Immediately on one pill per day, I experienced severe side effects: dizziness so bad I couldn't stand up for very long, nausea, balance issues, increased pulse rate, runny nose, and frequent urination. I missed a day of work as a result. The second day, the side effects had diminished but were still with me. I powered through. When I increased to 2 pills per day the second week, that's when the allergic reaction began on top of increased severity in the side effects: itchy throat, itchy bumps in my throat, sneezing, runny nose, and increasing fatigue. After 2 days the second week, I stopped taking the Med B pills, but the reaction continued with spikey fevers. I missed 3 days of work because of this reaction. It took another week for my body to return to normal.

So, I'd tried the Med B, the cheaper drug on the medical insurance formulary. My doctor submitted a new prior authorization request, describing my body's reaction to Med B. The pharmacy benefits manager denied that request, telling my doctor that I "had not taken Med B long enough." It would be another 3 months before I was able to return to taking Med A -- during that time I was dealing with the health condition also because I was not taking Med A -- because I changed medical insurance companies. The only reason the medical insurance company wanted me on Med B was because it was cheaper not that it might be a more effective treatment. In fact, as a result of the medical insurance company's actions and the pharmacy benefit manager's actions, they were essentially practicing medicine and prescribing a treatment for my health condition in order for them to save $150 a month. They totally destroyed continuity of care and they hurt me physically.

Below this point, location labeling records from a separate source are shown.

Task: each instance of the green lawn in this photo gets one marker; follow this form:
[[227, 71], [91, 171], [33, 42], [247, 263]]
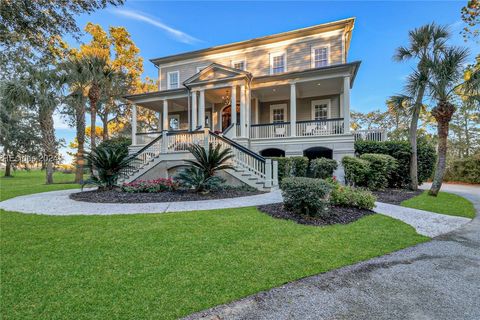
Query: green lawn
[[445, 203], [27, 182], [163, 266]]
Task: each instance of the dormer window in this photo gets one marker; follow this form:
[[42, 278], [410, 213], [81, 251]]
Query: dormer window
[[173, 80], [240, 65], [278, 62], [320, 56]]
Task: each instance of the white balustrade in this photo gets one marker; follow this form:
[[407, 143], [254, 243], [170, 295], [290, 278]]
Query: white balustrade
[[273, 130], [320, 127], [370, 135]]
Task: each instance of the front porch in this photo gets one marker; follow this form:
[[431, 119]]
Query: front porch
[[273, 107]]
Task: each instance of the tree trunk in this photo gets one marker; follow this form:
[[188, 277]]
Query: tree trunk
[[48, 141], [8, 169], [94, 96], [80, 124], [443, 114], [413, 139], [105, 128]]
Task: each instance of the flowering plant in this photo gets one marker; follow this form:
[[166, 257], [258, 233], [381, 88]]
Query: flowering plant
[[150, 186]]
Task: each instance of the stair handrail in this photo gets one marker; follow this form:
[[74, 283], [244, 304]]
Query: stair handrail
[[135, 156], [238, 146]]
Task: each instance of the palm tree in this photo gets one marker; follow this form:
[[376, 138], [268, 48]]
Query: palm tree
[[38, 90], [398, 106], [77, 78], [425, 43], [446, 71], [98, 72]]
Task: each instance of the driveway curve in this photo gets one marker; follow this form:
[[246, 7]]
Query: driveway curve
[[439, 279]]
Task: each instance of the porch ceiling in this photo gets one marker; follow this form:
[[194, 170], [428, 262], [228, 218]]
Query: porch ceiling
[[304, 90]]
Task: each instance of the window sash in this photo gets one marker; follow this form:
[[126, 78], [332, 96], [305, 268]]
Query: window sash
[[173, 80], [320, 57]]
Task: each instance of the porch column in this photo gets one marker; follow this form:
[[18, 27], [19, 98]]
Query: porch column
[[233, 104], [194, 110], [165, 125], [293, 109], [242, 112], [201, 109], [346, 104], [248, 110], [134, 125]]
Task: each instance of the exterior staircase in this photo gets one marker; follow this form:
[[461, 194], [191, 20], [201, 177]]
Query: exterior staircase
[[249, 167]]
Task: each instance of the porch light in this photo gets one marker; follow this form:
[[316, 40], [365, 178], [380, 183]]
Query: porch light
[[226, 98]]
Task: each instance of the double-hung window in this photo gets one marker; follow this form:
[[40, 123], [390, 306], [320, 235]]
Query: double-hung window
[[278, 62], [278, 113], [320, 109], [320, 56], [240, 64], [173, 80]]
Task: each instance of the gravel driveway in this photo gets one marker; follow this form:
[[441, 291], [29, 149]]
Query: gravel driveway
[[435, 280]]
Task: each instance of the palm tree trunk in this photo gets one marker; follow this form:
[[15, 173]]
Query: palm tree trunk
[[48, 141], [413, 139], [105, 128], [8, 168], [80, 126], [443, 114]]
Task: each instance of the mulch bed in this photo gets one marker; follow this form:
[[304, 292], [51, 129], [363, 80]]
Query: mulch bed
[[395, 196], [338, 215], [118, 196]]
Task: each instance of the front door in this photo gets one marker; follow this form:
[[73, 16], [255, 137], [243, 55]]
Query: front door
[[226, 117]]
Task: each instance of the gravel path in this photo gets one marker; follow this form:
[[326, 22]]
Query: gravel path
[[439, 279], [59, 203]]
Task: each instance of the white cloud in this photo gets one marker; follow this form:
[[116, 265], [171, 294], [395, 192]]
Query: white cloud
[[60, 123], [175, 33]]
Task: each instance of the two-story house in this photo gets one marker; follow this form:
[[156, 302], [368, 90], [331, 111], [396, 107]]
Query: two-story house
[[286, 94]]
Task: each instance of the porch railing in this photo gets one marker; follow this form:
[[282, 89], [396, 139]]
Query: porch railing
[[370, 135], [320, 127], [144, 138], [270, 130]]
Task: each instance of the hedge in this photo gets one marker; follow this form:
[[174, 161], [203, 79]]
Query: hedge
[[400, 150], [380, 170], [464, 170], [356, 170], [306, 196]]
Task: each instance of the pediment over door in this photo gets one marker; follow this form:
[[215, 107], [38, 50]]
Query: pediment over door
[[216, 72]]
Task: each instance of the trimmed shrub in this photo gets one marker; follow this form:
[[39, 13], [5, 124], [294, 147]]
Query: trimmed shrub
[[284, 167], [380, 170], [150, 186], [291, 166], [464, 170], [323, 168], [306, 196], [346, 196], [400, 150], [356, 170]]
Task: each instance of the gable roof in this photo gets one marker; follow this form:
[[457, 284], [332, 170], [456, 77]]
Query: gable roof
[[231, 73], [346, 24]]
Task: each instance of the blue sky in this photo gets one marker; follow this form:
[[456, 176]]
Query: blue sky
[[162, 28]]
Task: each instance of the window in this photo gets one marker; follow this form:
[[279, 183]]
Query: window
[[240, 64], [278, 63], [278, 113], [174, 121], [208, 117], [320, 109], [200, 68], [173, 80], [320, 56]]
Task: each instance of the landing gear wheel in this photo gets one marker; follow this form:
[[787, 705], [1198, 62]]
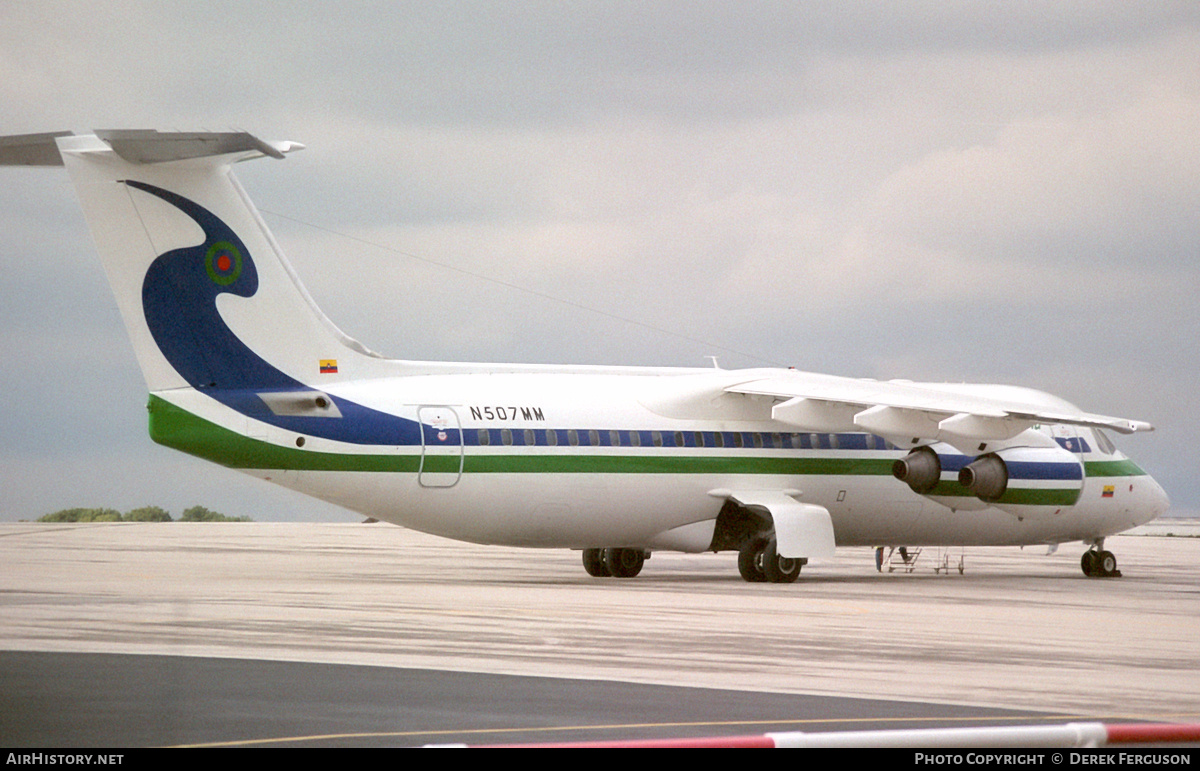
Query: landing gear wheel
[[1099, 563], [779, 569], [624, 562], [593, 562], [750, 562]]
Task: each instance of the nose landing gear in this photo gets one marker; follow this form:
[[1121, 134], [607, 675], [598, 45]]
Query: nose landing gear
[[1099, 563]]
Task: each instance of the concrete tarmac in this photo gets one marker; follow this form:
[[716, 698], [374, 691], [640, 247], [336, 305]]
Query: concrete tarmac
[[1017, 631]]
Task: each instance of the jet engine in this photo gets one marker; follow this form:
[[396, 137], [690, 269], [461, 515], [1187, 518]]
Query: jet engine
[[1025, 480], [933, 471]]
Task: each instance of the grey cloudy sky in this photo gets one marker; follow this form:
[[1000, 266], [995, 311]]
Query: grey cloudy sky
[[987, 191]]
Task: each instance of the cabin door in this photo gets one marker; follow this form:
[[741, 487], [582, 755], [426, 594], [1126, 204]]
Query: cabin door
[[441, 447]]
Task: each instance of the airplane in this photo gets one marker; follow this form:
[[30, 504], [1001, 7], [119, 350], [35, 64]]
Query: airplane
[[781, 466]]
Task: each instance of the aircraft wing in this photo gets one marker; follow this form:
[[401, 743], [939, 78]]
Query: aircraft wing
[[906, 412]]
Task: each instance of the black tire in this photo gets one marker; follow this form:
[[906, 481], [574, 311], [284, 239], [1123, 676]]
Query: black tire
[[624, 562], [750, 562], [779, 569], [1107, 563], [594, 563]]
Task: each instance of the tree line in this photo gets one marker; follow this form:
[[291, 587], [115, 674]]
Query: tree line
[[143, 514]]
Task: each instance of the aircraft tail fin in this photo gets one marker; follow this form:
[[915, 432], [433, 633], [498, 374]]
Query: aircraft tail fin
[[205, 292]]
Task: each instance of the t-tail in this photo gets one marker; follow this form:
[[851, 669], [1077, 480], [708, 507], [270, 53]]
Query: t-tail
[[207, 296]]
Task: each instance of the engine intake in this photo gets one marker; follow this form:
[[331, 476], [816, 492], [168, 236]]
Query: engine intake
[[921, 470]]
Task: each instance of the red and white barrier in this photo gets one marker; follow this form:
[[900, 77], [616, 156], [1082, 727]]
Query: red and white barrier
[[1065, 735]]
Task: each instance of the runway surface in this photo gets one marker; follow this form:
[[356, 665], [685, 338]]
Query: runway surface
[[477, 639]]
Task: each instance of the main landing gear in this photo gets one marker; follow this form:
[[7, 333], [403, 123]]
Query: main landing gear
[[613, 562], [760, 562]]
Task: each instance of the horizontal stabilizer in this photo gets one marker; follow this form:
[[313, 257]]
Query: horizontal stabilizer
[[31, 149], [155, 147], [144, 147]]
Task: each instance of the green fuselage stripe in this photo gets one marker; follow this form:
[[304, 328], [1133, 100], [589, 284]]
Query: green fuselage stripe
[[179, 429]]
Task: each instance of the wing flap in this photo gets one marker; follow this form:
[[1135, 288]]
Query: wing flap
[[951, 412]]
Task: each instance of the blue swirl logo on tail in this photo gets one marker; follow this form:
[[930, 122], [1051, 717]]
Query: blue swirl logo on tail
[[179, 297]]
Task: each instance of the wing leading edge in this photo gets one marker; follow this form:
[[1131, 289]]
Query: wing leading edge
[[913, 413]]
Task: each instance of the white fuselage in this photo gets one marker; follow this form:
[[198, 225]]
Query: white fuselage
[[631, 458]]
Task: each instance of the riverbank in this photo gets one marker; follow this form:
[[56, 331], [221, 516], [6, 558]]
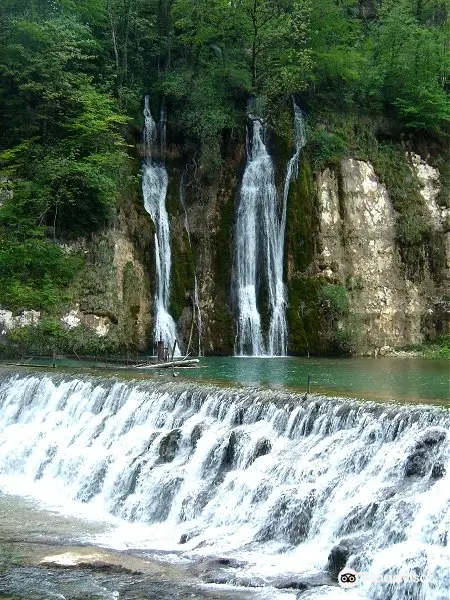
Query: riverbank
[[387, 379]]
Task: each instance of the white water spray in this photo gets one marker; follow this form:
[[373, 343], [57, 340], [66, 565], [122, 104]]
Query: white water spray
[[272, 479], [278, 335], [260, 232], [154, 189], [196, 298]]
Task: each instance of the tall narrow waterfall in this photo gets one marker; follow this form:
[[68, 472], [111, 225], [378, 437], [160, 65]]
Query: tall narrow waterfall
[[260, 233], [196, 298], [257, 207], [277, 343], [278, 481], [154, 189]]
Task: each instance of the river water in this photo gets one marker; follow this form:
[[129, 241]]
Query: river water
[[121, 489]]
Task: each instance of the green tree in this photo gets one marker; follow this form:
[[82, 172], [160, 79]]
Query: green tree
[[410, 64]]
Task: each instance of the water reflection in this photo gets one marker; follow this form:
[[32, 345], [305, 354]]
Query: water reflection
[[412, 379]]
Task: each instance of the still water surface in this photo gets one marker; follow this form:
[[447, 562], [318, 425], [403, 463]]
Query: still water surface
[[403, 379]]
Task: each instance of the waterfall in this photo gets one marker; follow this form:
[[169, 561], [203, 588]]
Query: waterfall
[[196, 298], [277, 345], [154, 189], [257, 210], [260, 233], [276, 480]]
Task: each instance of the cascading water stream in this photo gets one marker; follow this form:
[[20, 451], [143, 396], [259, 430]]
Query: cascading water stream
[[257, 209], [275, 480], [154, 189], [277, 342], [196, 299], [260, 233]]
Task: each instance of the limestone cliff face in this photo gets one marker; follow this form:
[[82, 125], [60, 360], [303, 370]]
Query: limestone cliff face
[[340, 237], [358, 248]]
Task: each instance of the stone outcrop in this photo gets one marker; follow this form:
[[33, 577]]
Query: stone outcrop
[[358, 248]]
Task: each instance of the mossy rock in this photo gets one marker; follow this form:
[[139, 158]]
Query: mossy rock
[[302, 225]]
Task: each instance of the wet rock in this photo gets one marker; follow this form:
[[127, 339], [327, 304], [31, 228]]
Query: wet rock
[[263, 447], [361, 517], [230, 451], [438, 471], [289, 520], [418, 462], [432, 437], [337, 559], [168, 446], [196, 434]]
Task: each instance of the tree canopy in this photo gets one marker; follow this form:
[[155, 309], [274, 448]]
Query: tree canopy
[[73, 75]]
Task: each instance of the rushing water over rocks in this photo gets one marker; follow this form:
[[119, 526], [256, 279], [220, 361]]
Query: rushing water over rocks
[[260, 230], [288, 488], [154, 189]]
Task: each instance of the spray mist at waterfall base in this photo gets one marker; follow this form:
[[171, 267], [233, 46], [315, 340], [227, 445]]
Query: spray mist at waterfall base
[[251, 493]]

Money is no substitute for continuity of care whether that means keeping a medical provider or a medication. Medical insurance companies are walking a very thin line right now as they do everything they can to cut "losses" and increase their profits. The Affordable Care Act (Obamacare) is in trouble not because of the legislation itself but because insurance companies have worked in every way to undermine it. As I've said to friends, ignore medical insurance companies' advertising that claims they listen to their consumers and they're only thinking of the best way to save money and pay for effective treatment. They are not.  If they truly were, they would support and work to maintain continuity of care for consumers.